Some rational web users are urging the two sides to calm down and avoid being used by the troublemakers. They also remind angry Chinese netizens to avoid targeting the country as Thailand is a traditional friend of China and its people have been very supportive of China's fight against the COVID-19 from the very beginning.

Yue Han, a Chinese journalist at a Chinese-language newspaper Xintai Daily in Thailand, wrote in an article posted on the newspaper's WeChat account that "most people, especially the youth, in Thailand have no idea about the Taiwan question just like people in most foreign countries. Although governments are respecting the One China principle, schools and media are not very sensitive to these topics. So, many people just don't know what is going on between Chinese mainland and Taiwan, or Hong Kong."

That's why Thai netizens cannot understand why Chinese mainland netizens are so angry, and they can be used by Taiwan and Hong Kong separatists to further provoke the mainland on other issues, Yue said in this article.

Due to Taiwan's presence and people-to-people exchanges with Thailand being very influential, and the Thai media being deeply impacted by Western media, Thai people would not understand some of China's core interests, which is also very normal, Yue said.

The Chinese Embassy in Thailand also released a statement Tuesday night in Chinese, English and Thai, relating to the online statements.

"I have noticed there have been many online statements related to China recently.
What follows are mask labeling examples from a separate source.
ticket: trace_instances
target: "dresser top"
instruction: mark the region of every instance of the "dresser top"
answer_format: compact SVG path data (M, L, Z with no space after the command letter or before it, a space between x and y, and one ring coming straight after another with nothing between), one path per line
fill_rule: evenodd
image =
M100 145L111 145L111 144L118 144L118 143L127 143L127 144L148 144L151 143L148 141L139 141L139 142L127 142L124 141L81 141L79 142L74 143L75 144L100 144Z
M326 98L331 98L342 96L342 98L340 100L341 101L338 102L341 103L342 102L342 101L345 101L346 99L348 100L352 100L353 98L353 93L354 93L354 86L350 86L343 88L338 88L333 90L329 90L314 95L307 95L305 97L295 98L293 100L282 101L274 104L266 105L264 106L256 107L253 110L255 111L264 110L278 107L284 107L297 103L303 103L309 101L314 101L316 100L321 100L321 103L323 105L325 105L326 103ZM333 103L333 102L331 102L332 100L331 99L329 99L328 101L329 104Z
First of all, I want to underline that the One China principle is irrefutable, and China is firmly opposed to anyone making any erroneous statement inconsistent with the One China principle anytime, anywhere. Having said that, I want to point out that the One China principle is a long-standing principle consistently recognized and supported by the Thai government and the Thai general public," said an embassy spokesperson.
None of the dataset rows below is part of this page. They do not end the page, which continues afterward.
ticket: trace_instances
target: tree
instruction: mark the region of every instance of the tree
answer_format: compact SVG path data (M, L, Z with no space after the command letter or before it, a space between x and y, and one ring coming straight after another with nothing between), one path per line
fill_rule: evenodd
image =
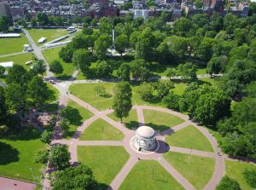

"The recent online noises only reflect bias and ignorance of its maker, which does not in any way represent the standing of the Thai government nor the mainstream public opinion of the Thai people. The scheme by some particular people to manipulate the issue for the purpose of inflaming and sabotaging the friendship between Chinese and Thai people will not succeed," the statement read.

Yue noted that "The actor's girlfriend is not the prime minister of Thailand," and "there are some crazy people in this world, but if we get infuriated by every single word from every crazy person, there will be no peace for us."
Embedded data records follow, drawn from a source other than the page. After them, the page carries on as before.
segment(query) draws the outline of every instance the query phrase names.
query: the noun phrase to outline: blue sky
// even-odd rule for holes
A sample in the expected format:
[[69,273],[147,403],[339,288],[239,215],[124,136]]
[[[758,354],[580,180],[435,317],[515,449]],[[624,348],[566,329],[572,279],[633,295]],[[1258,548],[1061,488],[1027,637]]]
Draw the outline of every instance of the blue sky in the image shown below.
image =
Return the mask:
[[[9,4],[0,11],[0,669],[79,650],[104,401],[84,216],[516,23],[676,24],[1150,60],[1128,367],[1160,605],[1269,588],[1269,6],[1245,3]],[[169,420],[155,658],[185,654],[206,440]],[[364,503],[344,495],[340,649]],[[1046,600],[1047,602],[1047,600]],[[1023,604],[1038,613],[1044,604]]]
He urged Chinese not to be infuriated by a group of radical and separatist forces and not to target the whole of Thailand, otherwise only people like Joshua Wong, a Hong Kong separatist activist who was involved in multiple riots in Hong Kong, would be happy as they want to see other countries' people be hostile to China and support their anti-China and separatist political stance. Yue's article on his WeChat account got more than 100,000 views and was praised by many Chinese mainland netizens.

The statement from the Chinese embassy continued, "At the most critical moment of China's campaign against COVID-19, we are blessed with valuable support from the Thai royal family, the Thai government and various sectors of society. Now that the situation in China is turning around, the Chinese government, Chinese enterprises and social organizations are rallying to provide Thailand with assistance to defeat the virus, despite enormous domestic pressure of an epidemic rebound. The people from both countries feel deeply indebted and grateful to each other's kindness."

Virus respects no borders, and there is no "sin" when it comes to this epidemic. Working together with concerted efforts is the only right way forward.

We deeply believe that the long-standing China-Thailand friendship will withstand the trials of this epidemic, and the kinship of "China and Thailand as one family" will emerge stronger with more vitality after we jointly overcome this challenge, read the statement.